India’s economy grows at fastest pace in 2 years

MUMBAI, India — A rebound in manufacturing and recovering farm output drove India’s quarterly economic growth to 8.6 percent, the best in two years as Asia’s third-largest economy returns to pre-crisis levels of expansion.

Growth for the financial year ended March was 7.4 percent, beating a government forecast of 7.2 percent, officials said Monday. The acceleration in the January-March quarter is likely to add to pressure on the central bank to raise interest rates to contain inflation.

India has rebounded from the global downturn faster than expected thanks to strong domestic consumption and investment, but two uncertainties loom: Rain and Europe.

As India’s farmers wait for the monsoon, hoping last year’s drought won’t be repeated, the nation’s business elite watches Europe — which accounts for a fifth of India’s exports — hoping its sovereign debt crisis won’t dampen the investment that’s needed to drive growth.

Manufacturing surged an unsustainable 16.3 percent off a low base for the March quarter, up from 0.6 percent a year earlier and its strongest performance in at least two years. Agriculture — which remains an important source of employment — limped along at 0.7 percent, up from the prior quarter’s contraction of 1.8 percent, but worse than a year earlier, when it grew 3.3 percent.

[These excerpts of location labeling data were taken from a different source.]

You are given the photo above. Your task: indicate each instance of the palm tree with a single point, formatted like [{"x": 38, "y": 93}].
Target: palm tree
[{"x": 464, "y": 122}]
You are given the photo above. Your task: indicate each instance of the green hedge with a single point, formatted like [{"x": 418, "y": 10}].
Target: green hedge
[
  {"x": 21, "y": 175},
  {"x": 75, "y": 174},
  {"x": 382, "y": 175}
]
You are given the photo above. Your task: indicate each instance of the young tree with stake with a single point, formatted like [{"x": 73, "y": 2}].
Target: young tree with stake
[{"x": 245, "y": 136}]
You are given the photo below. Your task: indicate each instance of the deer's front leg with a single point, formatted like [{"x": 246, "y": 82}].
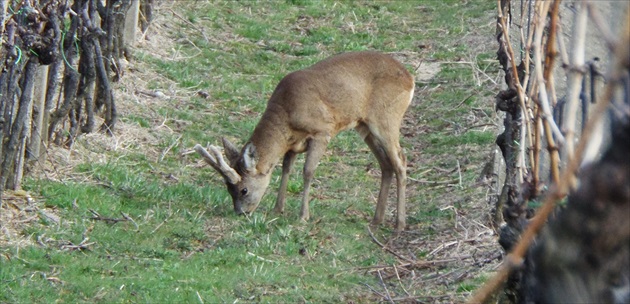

“We remain vulnerable to the monsoons, as ever,” said Enam Securities economist Sachchidanand Shukla. “This is an annual uncertainty that can shave off 60 to 70 basis points (0.6 to 0.7 of a percentage point) from growth. If the monsoon were to fail again, growth will definitely slip below 8 percent.”

He said an unusually bountiful winter crop boosted growth after the worst rainfall since 1972 diminished summer yields.

Monday’s figures showed that investment is becoming a key driver of growth as private consumption falls as a share of overall economic activity.

“It’s a sign of India moving on to a higher growth trajectory,” said D.K. Joshi, chief economist at Crisil, an Indian research and ratings agency. “Investment has picked up really fast and is at par with other economies when they started lifting on a sustained basis.”

Investment as a share of gross domestic product rose to 34.6 percent during the March quarter, government data showed. That’s far higher than it was in the 1990s, when it hovered near 22 percent of GDP, and close to its peak of 37 percent not long before the global recession, Joshi said.

Europe, India’s most important export market, could drag on India, especially if its debt crisis undermines global growth.

Joshi calculates that only about 7 percent of investment comes from abroad. Still, if foreign funding — which Indian companies have used to feed their growing appetite for overseas acquisitions — dries up, domestic sources will be stretched, he said.

“We are more connected to Europe than ever, but we have our own strengths,” he said.

From 2003-2008, economic growth averaged 8.8 percent a year, before slumping to 6.7 percent last fiscal year as the Great Recession roiled India’s economy.

India’s prime minister Manmohan Singh says the billion-plus nation needs to grow at 10 percent a year to eradicate chronic poverty.